In a moment of serene wisdom, Democratic House Speaker Nancy Pelosi said she did not want Donald Trump to become the third president in history to be impeached.

"I'm not for impeachment," Pelosi told the Washington Post in March. "Impeachment is so divisive to the country that unless there's something so compelling and overwhelming and bipartisan, I don't think we should go down that path, because it divides the country. And he's just not worth it."

Even with Democrats demanding Trump's head from the moment he defeated Hillary Clinton in 2016, Pelosi sought refuge in principle, sounding rather like one of the heroes in future President John F. Kennedy's "Profiles in Courage," a book given to me as a boy.
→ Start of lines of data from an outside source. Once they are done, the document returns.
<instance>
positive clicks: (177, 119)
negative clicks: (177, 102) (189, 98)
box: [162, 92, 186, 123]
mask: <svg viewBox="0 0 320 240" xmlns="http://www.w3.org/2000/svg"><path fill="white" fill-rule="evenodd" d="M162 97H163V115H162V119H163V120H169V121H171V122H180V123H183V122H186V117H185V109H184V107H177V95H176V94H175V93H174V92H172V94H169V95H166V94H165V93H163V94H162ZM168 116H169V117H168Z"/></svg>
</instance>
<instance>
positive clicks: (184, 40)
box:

And, I thought, perhaps Pelosi understood, even if her fellow House Democrats did not, that a rabidly partisan impeachment hammering down upon a nation already divided into warring, tribal political camps, was thoroughly irresponsible, an assault on the republic.

But she made that grand statement months ago. And since then, her political calculations have changed. Now she wants Trump's head.

And on Wednesday, her Democratic-controlled House did what she once said she didn't want to do, impeach Trump along party lines.

Pelosi dressed smartly in black to reflect her solemn moment, with a striking gold pin evoking her speaker's gavel. As she directed Trump Impeachment Theater, she looked somewhat like an Empress Palpatine.

With her right hand over her heart, Pelosi pledged allegiance to a poster of an American flag marked with a caption: "To the republic for which it stands."

Couldn't Pelosi have used a real flag, rather than a depiction of a flag on a poster? Don't they have real flags in Washington?

Then the partisan speechifying began. It was all predictable, full of virtue signaling, dragging on until TV viewers could see their national politics through a split screen:

One with the Congress making speeches pro- and anti-Trump, the other with Trump himself at a political rally of his faithful in Battle Creek, Michigan, buoyed by the polls showing even Democratic voters opposing impeachment, blowing the roof off the place.

Imagine Russian boss Vladimir Putin watching the split screen in a hot bath, sipping a vodka, ordering some attendant to hit him with branches in the Russian bath style, laughing at the Americans.

If you've been following Trump Impeachment Theater, you probably weren't surprised by Wednesday's drama.

As you know, and probably predicted, the House impeached Trump on two vague counts: abuse of power and obstruction of Congress, without specifically listing any crime.

What was aggravating were the Democrats wrapping themselves up in the Founding Fathers, although plenty of them wouldn't mind getting rid of the Electoral College and the Second Amendment, and modifying the First Amendment to include Thought Crimes.

But the Republicans were equally predictable, at least until U.S. Rep Fred Keller, a Pennsylvania Republican, seemed to compare Trump with Jesus Christ.

"Father," Keller said, "forgive them [House Democrats], for they know not what they do."

I've pictured Trump as many things, but never as the Prince of Peace.

Since 2016 I've been picturing him standing outside the palaces of the Washington establishment like some barbaric Visigoth in a bearskin at the gates of Rome.

And chinless elites running around inside, panicking, their soft tiny hands fluttering, and loyal palace guardians (Beltway media) trying to protect them.

But Trump as Jesus? No way.

Many Democrats and Republicans spoke from the heart, and then came U.S. Rep. Joe Kennedy, D-Mass., who spoke from the cheap Hallmark card deep inside his chest.

In the most cloying moment of the day, Kennedy directed his speech about why Trump had to be impeached to his children.

"Dear Ellie and James," Kennedy began — in a speech sure to be included in his future presidential campaign spots — "This is a moment you will read about in your history books."

His grand-uncle's book, "Profiles in Courage," was one of the most important books of my life when I was a little boy. That and "Treasure Island."

President John F. Kennedy was revered in our home, a Democrat who supported tax cuts and opposed the Commies. But now, with those radical views, Democrats wouldn't elect him dogcatcher.

One chapter begins this way:

"In a lonely grave, forgotten and unknown, lies 'the man who saved a President,' and who as a result may well have preserved for ourselves and posterity Constitutional government in the United States — the man who performed in 1868 what one historian has called 'the most heroic act in American history, incomparably more difficult than any deed of valor upon the field of battle' — but a United States Senator whose name no one recalls: Edmund G. Ross of Kansas."

Republicans loathed Democratic President Andrew Johnson, and in a partisan vote, moved to impeach him. When the matter was brought to the Senate for trial it was Ross, a Republican, who cast the deciding "no" vote, saving Johnson's presidency and driving the Republican Party crazy.

Ross lost his bid for re-election. He ended up in Albuquerque, New Mexico, where he died and was buried in that lonely grave.

Trump may be only the third president impeached, but now that Pelosi and her Democrats have set the bar so low, pushing impeachment along party lines, other presidents will be impeached, and soon.

It won't be about profiles in courage. It'll be about one thing: power.